At the same time, the EU’s use of economic conditionality appears to have been most effective where attraction already existed. Access to the single market has functioned as a powerful incentive primarily for countries that were geographically closer, economically interdependent, and at earlier stages of development. In these cases—particularly among neighbouring states and emerging economies—alignment with EU rules offered tangible growth prospects and a credible path toward deeper integration. Elsewhere, where market access was less central or alternative partners were available, conditionality has been markedly less persuasive.

This pattern complicates the image of EU soft power as globally diffuse. Rather than radiating outward evenly, it has tended to operate selectively, reinforcing convergence among those already oriented toward Europe while struggling to reshape preferences beyond its immediate economic orbit.

This helps explain why critiques such as those voiced by Mario Draghi resonate. His argument is not that the EU lacks influence altogether, but that its influence is uneven—strongest where markets and regulation dominate, and far weaker where strategic competition, speed, and coercive leverage matter most.

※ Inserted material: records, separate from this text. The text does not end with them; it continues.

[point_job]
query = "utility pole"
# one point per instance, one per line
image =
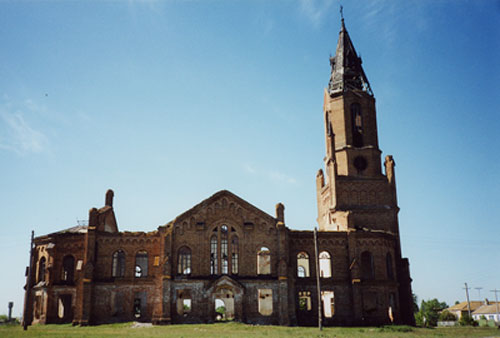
(496, 302)
(27, 294)
(318, 286)
(479, 291)
(468, 301)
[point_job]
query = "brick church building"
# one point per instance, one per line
(226, 252)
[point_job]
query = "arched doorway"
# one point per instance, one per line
(226, 300)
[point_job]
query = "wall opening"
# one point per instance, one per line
(305, 301)
(41, 270)
(357, 125)
(303, 264)
(141, 264)
(213, 255)
(118, 268)
(265, 302)
(64, 309)
(367, 268)
(328, 303)
(68, 269)
(325, 266)
(234, 255)
(224, 305)
(184, 261)
(389, 266)
(184, 302)
(264, 261)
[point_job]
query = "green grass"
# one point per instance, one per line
(233, 329)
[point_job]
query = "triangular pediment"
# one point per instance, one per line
(223, 201)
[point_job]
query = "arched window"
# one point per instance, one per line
(118, 264)
(213, 255)
(141, 264)
(367, 268)
(223, 249)
(264, 261)
(303, 264)
(388, 263)
(325, 267)
(234, 255)
(41, 269)
(357, 125)
(68, 269)
(184, 261)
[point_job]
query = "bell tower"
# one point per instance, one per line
(354, 193)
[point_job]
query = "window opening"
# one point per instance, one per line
(184, 261)
(68, 269)
(137, 308)
(118, 264)
(305, 301)
(390, 270)
(213, 255)
(41, 270)
(234, 255)
(265, 302)
(184, 302)
(367, 269)
(357, 125)
(141, 264)
(264, 261)
(328, 303)
(303, 264)
(224, 305)
(325, 267)
(224, 252)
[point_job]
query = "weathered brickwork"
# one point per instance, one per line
(225, 251)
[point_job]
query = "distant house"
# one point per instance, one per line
(462, 308)
(489, 310)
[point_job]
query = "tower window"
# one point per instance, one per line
(68, 269)
(234, 255)
(41, 270)
(367, 268)
(360, 164)
(302, 264)
(325, 268)
(141, 264)
(357, 125)
(184, 261)
(388, 263)
(118, 269)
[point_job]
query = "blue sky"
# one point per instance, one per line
(167, 102)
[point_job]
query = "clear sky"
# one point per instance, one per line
(168, 102)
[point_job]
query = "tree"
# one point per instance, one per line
(428, 314)
(415, 303)
(466, 320)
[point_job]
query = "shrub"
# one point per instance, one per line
(447, 316)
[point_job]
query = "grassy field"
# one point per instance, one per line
(238, 330)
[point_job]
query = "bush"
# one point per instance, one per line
(447, 316)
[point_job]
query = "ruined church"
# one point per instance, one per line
(224, 253)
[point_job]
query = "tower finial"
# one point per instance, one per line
(342, 16)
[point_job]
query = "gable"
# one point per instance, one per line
(224, 206)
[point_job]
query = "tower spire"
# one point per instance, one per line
(347, 72)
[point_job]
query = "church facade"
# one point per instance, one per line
(224, 253)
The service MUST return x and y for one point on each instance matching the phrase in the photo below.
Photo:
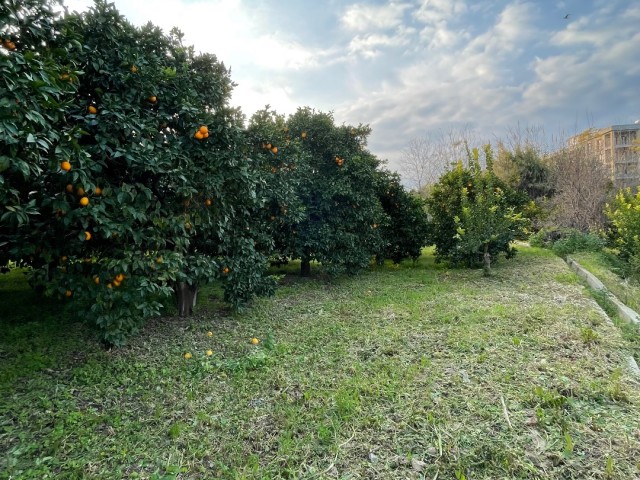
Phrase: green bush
(474, 214)
(624, 232)
(564, 241)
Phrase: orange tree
(342, 214)
(152, 192)
(277, 158)
(38, 80)
(474, 214)
(406, 231)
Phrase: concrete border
(627, 314)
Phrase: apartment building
(618, 147)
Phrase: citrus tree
(38, 84)
(406, 231)
(277, 158)
(342, 214)
(475, 215)
(148, 190)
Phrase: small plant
(589, 336)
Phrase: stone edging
(627, 314)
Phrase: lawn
(409, 371)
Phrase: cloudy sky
(415, 67)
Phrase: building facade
(618, 147)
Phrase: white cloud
(371, 45)
(362, 17)
(435, 11)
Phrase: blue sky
(411, 68)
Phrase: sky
(413, 68)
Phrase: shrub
(475, 215)
(624, 232)
(564, 241)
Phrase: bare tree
(582, 183)
(427, 158)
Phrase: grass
(409, 371)
(605, 266)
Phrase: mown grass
(607, 267)
(410, 371)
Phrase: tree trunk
(305, 267)
(486, 268)
(186, 296)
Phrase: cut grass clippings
(409, 371)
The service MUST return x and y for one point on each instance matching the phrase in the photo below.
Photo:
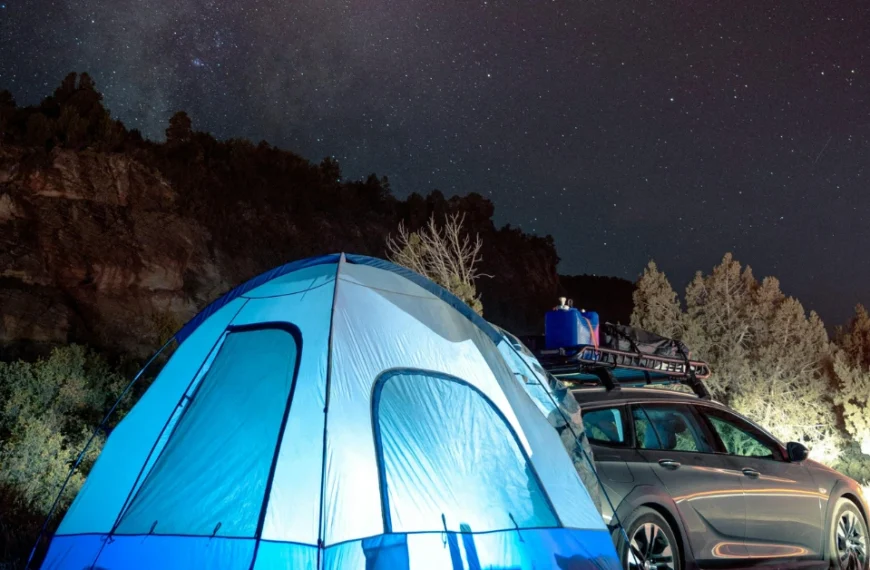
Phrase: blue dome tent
(338, 412)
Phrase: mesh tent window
(448, 459)
(212, 476)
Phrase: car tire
(848, 540)
(651, 539)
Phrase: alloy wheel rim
(650, 549)
(851, 542)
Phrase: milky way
(628, 130)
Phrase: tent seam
(320, 523)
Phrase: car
(696, 485)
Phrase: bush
(49, 411)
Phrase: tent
(338, 412)
(556, 403)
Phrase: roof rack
(587, 365)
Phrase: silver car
(696, 485)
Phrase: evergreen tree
(180, 129)
(851, 367)
(769, 359)
(656, 306)
(855, 338)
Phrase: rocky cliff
(100, 248)
(94, 250)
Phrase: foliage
(656, 303)
(48, 413)
(851, 368)
(445, 254)
(769, 359)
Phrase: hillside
(115, 241)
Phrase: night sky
(626, 129)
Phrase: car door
(784, 506)
(607, 430)
(708, 494)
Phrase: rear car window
(668, 427)
(604, 426)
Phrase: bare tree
(447, 255)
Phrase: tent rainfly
(338, 412)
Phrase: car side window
(668, 427)
(604, 426)
(739, 438)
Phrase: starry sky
(628, 130)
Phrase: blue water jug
(565, 326)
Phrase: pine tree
(718, 321)
(180, 129)
(656, 306)
(851, 367)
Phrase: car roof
(597, 394)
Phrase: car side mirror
(797, 452)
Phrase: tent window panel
(448, 458)
(211, 476)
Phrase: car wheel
(847, 538)
(651, 543)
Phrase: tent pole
(100, 427)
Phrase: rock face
(97, 248)
(93, 249)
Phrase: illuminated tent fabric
(555, 401)
(337, 412)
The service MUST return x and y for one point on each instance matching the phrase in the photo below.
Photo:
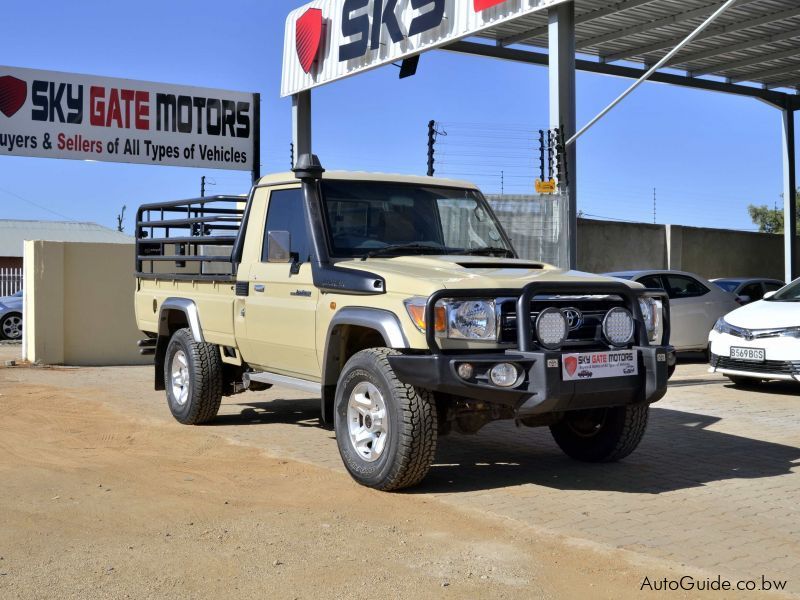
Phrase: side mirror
(279, 244)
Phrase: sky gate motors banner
(84, 117)
(330, 39)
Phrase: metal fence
(10, 281)
(535, 225)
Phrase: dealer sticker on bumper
(598, 365)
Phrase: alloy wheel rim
(367, 421)
(179, 377)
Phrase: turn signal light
(417, 314)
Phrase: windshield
(727, 284)
(789, 293)
(371, 218)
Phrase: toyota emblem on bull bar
(574, 318)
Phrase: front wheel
(193, 378)
(386, 430)
(601, 434)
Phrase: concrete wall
(79, 304)
(605, 246)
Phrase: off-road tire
(3, 327)
(618, 433)
(411, 439)
(746, 382)
(204, 367)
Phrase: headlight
(653, 314)
(458, 319)
(551, 328)
(618, 326)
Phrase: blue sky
(708, 155)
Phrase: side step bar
(282, 380)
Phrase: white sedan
(760, 341)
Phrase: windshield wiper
(490, 250)
(396, 247)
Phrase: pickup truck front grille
(587, 315)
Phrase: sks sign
(331, 39)
(62, 115)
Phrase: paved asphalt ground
(714, 486)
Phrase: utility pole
(431, 142)
(654, 206)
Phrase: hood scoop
(500, 265)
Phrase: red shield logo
(484, 4)
(13, 92)
(308, 35)
(571, 364)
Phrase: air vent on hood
(486, 265)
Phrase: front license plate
(752, 354)
(598, 365)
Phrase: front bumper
(782, 357)
(541, 389)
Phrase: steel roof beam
(763, 75)
(703, 11)
(611, 9)
(746, 62)
(590, 66)
(712, 32)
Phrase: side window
(752, 291)
(286, 213)
(680, 286)
(652, 281)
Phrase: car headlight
(473, 319)
(653, 315)
(618, 326)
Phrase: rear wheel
(193, 378)
(601, 434)
(386, 430)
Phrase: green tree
(770, 220)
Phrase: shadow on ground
(678, 452)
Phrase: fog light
(465, 371)
(504, 374)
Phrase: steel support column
(561, 43)
(789, 191)
(301, 123)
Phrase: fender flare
(384, 322)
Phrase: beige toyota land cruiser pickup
(401, 303)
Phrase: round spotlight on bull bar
(551, 328)
(619, 326)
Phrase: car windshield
(727, 284)
(789, 293)
(366, 218)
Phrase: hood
(765, 314)
(423, 275)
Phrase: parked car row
(11, 317)
(749, 327)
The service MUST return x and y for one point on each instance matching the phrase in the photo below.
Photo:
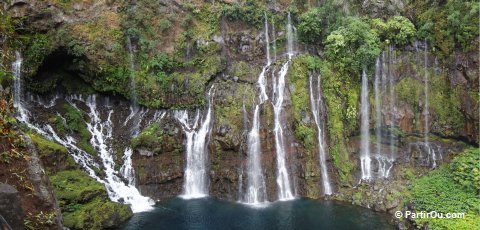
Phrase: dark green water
(208, 213)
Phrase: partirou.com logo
(429, 215)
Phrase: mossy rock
(54, 157)
(84, 202)
(97, 214)
(75, 186)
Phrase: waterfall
(102, 135)
(364, 129)
(283, 178)
(385, 163)
(393, 108)
(426, 114)
(101, 131)
(18, 88)
(256, 188)
(196, 177)
(134, 108)
(290, 48)
(316, 104)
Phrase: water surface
(209, 213)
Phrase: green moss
(251, 12)
(84, 202)
(37, 48)
(439, 192)
(47, 148)
(75, 122)
(339, 93)
(76, 186)
(444, 103)
(465, 169)
(54, 157)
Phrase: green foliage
(339, 92)
(444, 102)
(439, 192)
(84, 202)
(38, 47)
(466, 171)
(398, 29)
(46, 147)
(151, 138)
(447, 24)
(75, 122)
(251, 12)
(317, 23)
(353, 46)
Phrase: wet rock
(10, 206)
(145, 152)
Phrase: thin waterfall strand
(316, 103)
(196, 178)
(364, 127)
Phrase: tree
(318, 22)
(352, 46)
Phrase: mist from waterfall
(283, 177)
(385, 162)
(316, 104)
(256, 188)
(426, 114)
(365, 160)
(393, 107)
(198, 134)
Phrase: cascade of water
(127, 170)
(385, 163)
(101, 137)
(393, 108)
(18, 88)
(134, 108)
(316, 104)
(364, 127)
(290, 47)
(426, 114)
(256, 189)
(102, 134)
(117, 190)
(196, 180)
(283, 178)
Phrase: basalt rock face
(10, 206)
(92, 56)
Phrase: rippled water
(208, 213)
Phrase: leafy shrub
(317, 23)
(352, 46)
(400, 30)
(440, 191)
(397, 29)
(447, 24)
(466, 170)
(250, 13)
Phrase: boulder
(10, 206)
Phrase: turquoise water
(209, 213)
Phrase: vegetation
(450, 190)
(75, 122)
(84, 202)
(251, 13)
(317, 23)
(397, 30)
(447, 25)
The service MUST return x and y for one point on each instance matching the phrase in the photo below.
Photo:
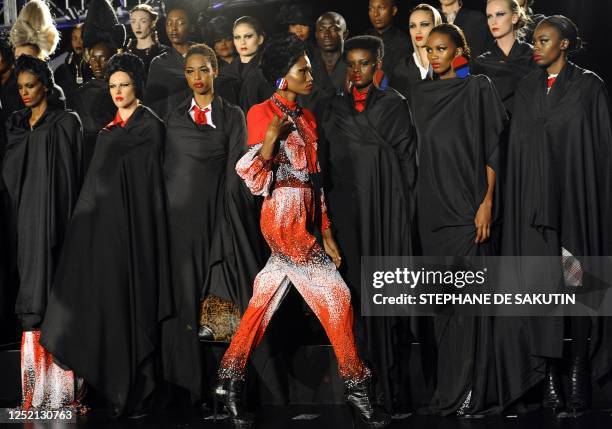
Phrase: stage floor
(335, 417)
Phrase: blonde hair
(523, 20)
(35, 26)
(436, 17)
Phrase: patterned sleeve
(255, 171)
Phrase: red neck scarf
(360, 99)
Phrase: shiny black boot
(553, 394)
(231, 394)
(360, 397)
(579, 395)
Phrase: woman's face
(299, 77)
(122, 89)
(246, 40)
(300, 30)
(200, 74)
(31, 50)
(421, 24)
(500, 18)
(98, 60)
(548, 46)
(224, 48)
(142, 24)
(361, 66)
(441, 51)
(31, 89)
(177, 27)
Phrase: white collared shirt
(208, 114)
(417, 61)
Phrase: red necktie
(199, 115)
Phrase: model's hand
(278, 128)
(331, 248)
(483, 222)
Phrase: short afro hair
(369, 43)
(36, 66)
(205, 51)
(130, 64)
(280, 54)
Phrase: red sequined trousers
(44, 384)
(297, 258)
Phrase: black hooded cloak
(215, 244)
(559, 194)
(369, 160)
(42, 171)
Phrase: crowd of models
(133, 188)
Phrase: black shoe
(231, 393)
(359, 396)
(578, 399)
(553, 394)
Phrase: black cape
(405, 75)
(96, 109)
(559, 193)
(42, 171)
(459, 123)
(369, 160)
(112, 286)
(66, 74)
(166, 84)
(215, 244)
(474, 25)
(506, 71)
(244, 84)
(397, 45)
(147, 55)
(325, 85)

That does not mean the EU’s soft power project was misguided or illusory. Rather, it suggests that it was structurally dependent on favourable conditions: a rules-based international order, limited great-power rivalry, and partners already inclined toward economic and institutional convergence. As those conditions erode, soft power becomes harder to sustain—not because it lacks normative appeal, but because its scope is narrower than once assumed.

Seen this way, the problem facing the EU today is not simply one of weakness, but of misalignment between tools and environment. The challenge is no longer whether non-coercive influence can be legitimate, but whether it can remain effective in a world where attraction alone no longer suffices.